PHENOMENALITY: *marvelous*
MYTHICITY: *fair*
FRYEAN MYTHOS: *drama*
CAMPBELLIAN FUNCTION: *metaphysical*
The second and last UNICO feature film from Japan's Sanrio company is a marked improvement over the first entry. It succeeds in large part because the story is new rather than an adaptation of one of Tezuka's tales. The only thing the screenwriters took from the "God of Manga" was a lookalike version of Piro from this story. The only commonality with Tezuka is that Piro-- renamed "Mars"-- is said to be a sphinx. Otherwise, he's just there to provide a little extra comedy relief.

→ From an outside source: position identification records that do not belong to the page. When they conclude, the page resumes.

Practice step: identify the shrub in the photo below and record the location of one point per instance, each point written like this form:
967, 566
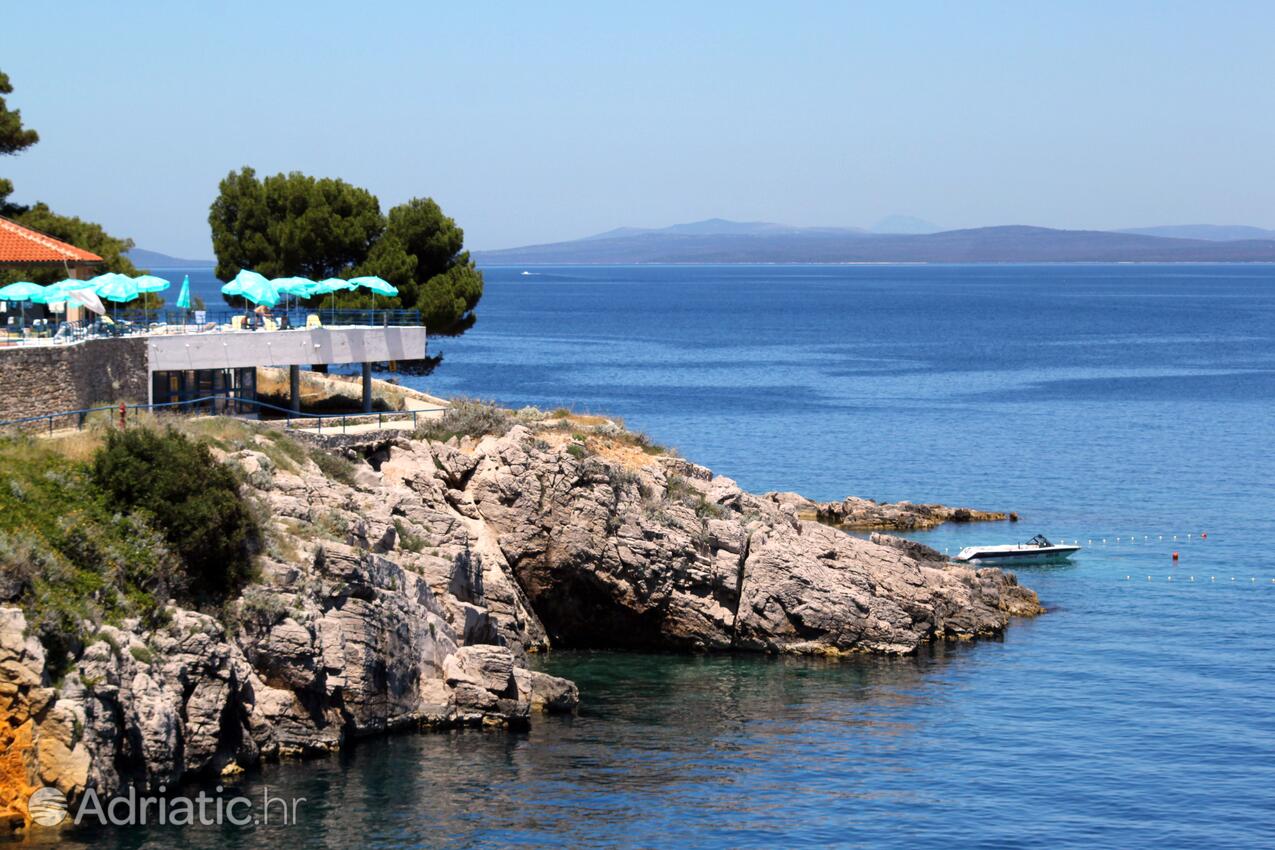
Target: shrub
190, 498
66, 560
408, 540
467, 418
334, 467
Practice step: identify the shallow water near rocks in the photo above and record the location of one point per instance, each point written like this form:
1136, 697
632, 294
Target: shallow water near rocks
1130, 402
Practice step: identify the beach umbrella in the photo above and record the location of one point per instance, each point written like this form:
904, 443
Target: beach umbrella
372, 283
330, 286
56, 293
253, 287
149, 283
22, 291
119, 288
295, 287
89, 300
376, 286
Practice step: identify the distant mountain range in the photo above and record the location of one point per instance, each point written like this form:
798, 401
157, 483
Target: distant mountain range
724, 241
144, 259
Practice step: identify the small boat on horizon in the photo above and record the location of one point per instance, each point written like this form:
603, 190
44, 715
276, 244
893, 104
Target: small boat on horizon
1038, 549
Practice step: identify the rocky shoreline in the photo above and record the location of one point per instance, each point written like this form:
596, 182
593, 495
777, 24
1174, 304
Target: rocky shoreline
406, 586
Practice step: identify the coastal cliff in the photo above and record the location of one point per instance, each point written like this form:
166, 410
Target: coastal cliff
407, 580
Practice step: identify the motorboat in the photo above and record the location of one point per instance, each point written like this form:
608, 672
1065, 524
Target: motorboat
1038, 549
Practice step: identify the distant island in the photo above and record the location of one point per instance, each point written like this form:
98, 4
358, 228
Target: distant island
724, 241
144, 259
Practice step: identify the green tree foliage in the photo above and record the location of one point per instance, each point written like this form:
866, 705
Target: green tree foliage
190, 498
84, 235
14, 138
445, 286
296, 224
292, 224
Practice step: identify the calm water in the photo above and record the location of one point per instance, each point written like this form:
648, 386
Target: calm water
1098, 402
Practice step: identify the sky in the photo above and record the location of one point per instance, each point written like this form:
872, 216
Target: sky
543, 121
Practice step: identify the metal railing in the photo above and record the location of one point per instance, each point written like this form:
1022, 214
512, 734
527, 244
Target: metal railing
223, 405
126, 323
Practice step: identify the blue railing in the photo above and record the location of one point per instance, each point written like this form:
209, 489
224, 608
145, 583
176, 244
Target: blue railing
223, 405
124, 323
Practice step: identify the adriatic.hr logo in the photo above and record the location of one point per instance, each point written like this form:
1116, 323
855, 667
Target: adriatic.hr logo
49, 808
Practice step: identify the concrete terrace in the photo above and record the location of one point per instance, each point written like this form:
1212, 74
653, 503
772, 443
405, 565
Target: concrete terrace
163, 366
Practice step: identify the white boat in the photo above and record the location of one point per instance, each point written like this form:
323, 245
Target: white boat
1038, 549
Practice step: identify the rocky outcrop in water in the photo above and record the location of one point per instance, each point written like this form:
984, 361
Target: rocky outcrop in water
408, 590
866, 515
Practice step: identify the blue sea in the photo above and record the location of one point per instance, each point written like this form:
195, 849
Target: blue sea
1126, 407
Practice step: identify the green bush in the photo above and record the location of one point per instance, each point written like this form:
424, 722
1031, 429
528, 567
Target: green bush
190, 498
334, 467
68, 561
467, 418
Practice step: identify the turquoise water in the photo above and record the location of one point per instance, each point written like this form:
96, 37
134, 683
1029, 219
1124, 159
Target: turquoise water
1099, 402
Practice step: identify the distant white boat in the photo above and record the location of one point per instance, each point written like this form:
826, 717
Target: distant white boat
1038, 549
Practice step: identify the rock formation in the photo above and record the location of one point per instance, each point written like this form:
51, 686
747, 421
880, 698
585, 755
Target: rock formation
408, 591
865, 515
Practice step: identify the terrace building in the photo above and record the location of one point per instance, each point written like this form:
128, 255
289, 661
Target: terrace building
175, 357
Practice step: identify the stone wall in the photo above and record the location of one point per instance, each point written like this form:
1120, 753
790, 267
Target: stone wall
50, 379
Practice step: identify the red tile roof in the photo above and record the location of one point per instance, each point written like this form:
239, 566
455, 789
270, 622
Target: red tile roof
21, 244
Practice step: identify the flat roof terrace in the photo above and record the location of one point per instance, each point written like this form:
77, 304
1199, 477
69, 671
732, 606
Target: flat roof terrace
45, 376
298, 347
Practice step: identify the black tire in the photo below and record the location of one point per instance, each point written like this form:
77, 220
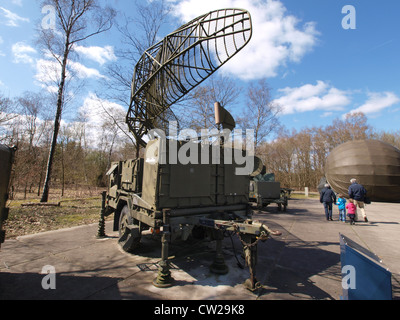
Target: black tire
127, 241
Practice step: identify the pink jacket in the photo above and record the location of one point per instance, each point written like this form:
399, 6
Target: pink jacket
351, 208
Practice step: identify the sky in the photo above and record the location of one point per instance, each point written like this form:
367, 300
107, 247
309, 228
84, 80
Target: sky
321, 59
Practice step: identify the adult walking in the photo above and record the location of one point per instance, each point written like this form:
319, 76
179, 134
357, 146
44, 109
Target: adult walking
357, 192
327, 197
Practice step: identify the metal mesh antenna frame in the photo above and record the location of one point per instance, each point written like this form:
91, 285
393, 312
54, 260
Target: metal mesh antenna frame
171, 68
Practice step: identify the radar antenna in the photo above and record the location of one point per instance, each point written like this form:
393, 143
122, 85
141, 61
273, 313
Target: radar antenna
171, 68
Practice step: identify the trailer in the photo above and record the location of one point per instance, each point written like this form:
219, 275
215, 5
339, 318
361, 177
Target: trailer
164, 191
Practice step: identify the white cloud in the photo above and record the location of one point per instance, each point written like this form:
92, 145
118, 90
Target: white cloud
83, 72
97, 111
48, 73
22, 52
377, 101
17, 2
310, 97
278, 38
99, 54
12, 18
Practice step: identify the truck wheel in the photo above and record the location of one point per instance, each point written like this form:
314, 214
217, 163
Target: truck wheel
129, 234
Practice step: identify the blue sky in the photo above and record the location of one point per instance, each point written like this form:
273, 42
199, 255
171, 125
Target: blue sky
317, 70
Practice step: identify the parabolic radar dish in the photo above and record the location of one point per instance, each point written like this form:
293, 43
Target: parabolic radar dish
182, 60
375, 165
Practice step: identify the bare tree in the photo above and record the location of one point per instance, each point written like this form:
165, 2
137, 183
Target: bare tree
76, 21
261, 113
197, 111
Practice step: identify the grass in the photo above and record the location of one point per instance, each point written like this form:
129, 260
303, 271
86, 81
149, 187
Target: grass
35, 219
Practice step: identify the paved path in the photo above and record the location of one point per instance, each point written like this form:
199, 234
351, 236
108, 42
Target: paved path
302, 264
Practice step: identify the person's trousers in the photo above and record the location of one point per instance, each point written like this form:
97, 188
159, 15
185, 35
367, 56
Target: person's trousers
328, 210
342, 214
360, 205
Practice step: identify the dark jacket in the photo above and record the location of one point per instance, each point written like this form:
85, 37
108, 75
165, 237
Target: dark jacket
327, 195
357, 192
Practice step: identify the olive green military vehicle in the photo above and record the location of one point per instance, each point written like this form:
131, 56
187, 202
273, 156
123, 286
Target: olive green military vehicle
163, 193
264, 190
6, 159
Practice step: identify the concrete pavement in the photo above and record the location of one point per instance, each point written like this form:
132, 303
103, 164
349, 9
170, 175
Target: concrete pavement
302, 264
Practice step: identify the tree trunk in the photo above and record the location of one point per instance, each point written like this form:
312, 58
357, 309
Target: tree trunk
57, 122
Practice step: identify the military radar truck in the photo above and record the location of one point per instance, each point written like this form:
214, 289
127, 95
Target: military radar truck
161, 192
6, 159
264, 190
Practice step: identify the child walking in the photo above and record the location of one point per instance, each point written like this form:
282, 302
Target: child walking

As in the series proper, Unico starts out getting dumped in s new realm, this one being a forest full of animals. Strangely, the first creatures Unico encounters are a bunch of housecats, led by a bossy feline named (in English) "Magnificat." The mean cat runs Unico off, but he's then drafted into the service of a sorcerer named Toby, who serves an unknown lord of magic.
Unico happens across a house in the woods, occupied by a little girl named Cheri, her mother and her father. Cheri immediately bonds with Unico and the little unicorn shows her some of his magic. Cheri mentions that she also has an absent brother, who turns out to be none other than the good-looking Toby.
Toby's basically a nice guy who made a Faustian deal for power. His master Kuruku-- who looks a little like someone's nightmare after watching YELLOW SUBMARINE-- has an explicable desire to turn all the people and animals into ambulatory puppets. And they're not even puppets with individual features; just huge creations of nondescript paper.
Though Unico and Cheri go through a lot of time-killing motions, ISLAND keeps tension constant in that Kuruku's peculiar crusade isn't explained until the last half hour. Unico is a little more combative here than in the previous movie, and thus closer to Tezuka's model.